Quando decidimos suspender a sinvastatina, meu médico me explicou que a prescreveu para que eu ficasse com o LDL mais abaixo do recomendado normalmente (100mg/dl). O valor do LDL é verificado conforme a seguinte conta: (triglicérides/5) + HDL - colesterol total = -80 (ou abaixo). Os meus últimos valores tomando a sinvastatina eram: [(triglicérides)36/5] + (HDL)71 - (colesterol total)159 = - 80.8 mg/dl (LDL no limite pretendido). Depois de 3 meses seguindo a nova dieta ficaram assim: [(triglicérides)43/5] + (HDL)66 - (colesterol total)168 = - 93.4 mg/dl (LDL um pouco mais elevado, mas ainda no limite pretendido).

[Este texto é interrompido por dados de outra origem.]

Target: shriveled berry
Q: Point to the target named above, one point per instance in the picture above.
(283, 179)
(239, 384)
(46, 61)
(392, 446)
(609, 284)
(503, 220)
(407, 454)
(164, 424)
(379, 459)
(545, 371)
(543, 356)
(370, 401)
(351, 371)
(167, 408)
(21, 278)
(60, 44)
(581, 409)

Com esses resultados, acrescidos do baixo valor - 0,06 mg/dl - do exame de proteína c reativa (PCR) que é um marcador de risco coronariano (2), meu médico concordou que não seria mesmo o caso de indicar a sinvastatina para mim, e que eu poderia continuar seguindo a dieta alimentar sem tomar a sinvastatina.


Georges Braque, Les Poissons noirs

Ramipril: foi suspenso, já que não tenho mais crises de esofagite nem dores de estômago.


Cetoprofeno e diclofenaco

Para prevenir e evitar as fortes coolicas menstruais, que já me levaram várias vezes ao hospital, meu médico recomendou que 3 dias antes de menstruar eu tomasse cetoprofeno, e quando sentisse coolicas fortes durante a menstruação, tomasse diclofenaco (até dois comprimidos de uma única vez). Ambos são prejudiciais aos rins (3).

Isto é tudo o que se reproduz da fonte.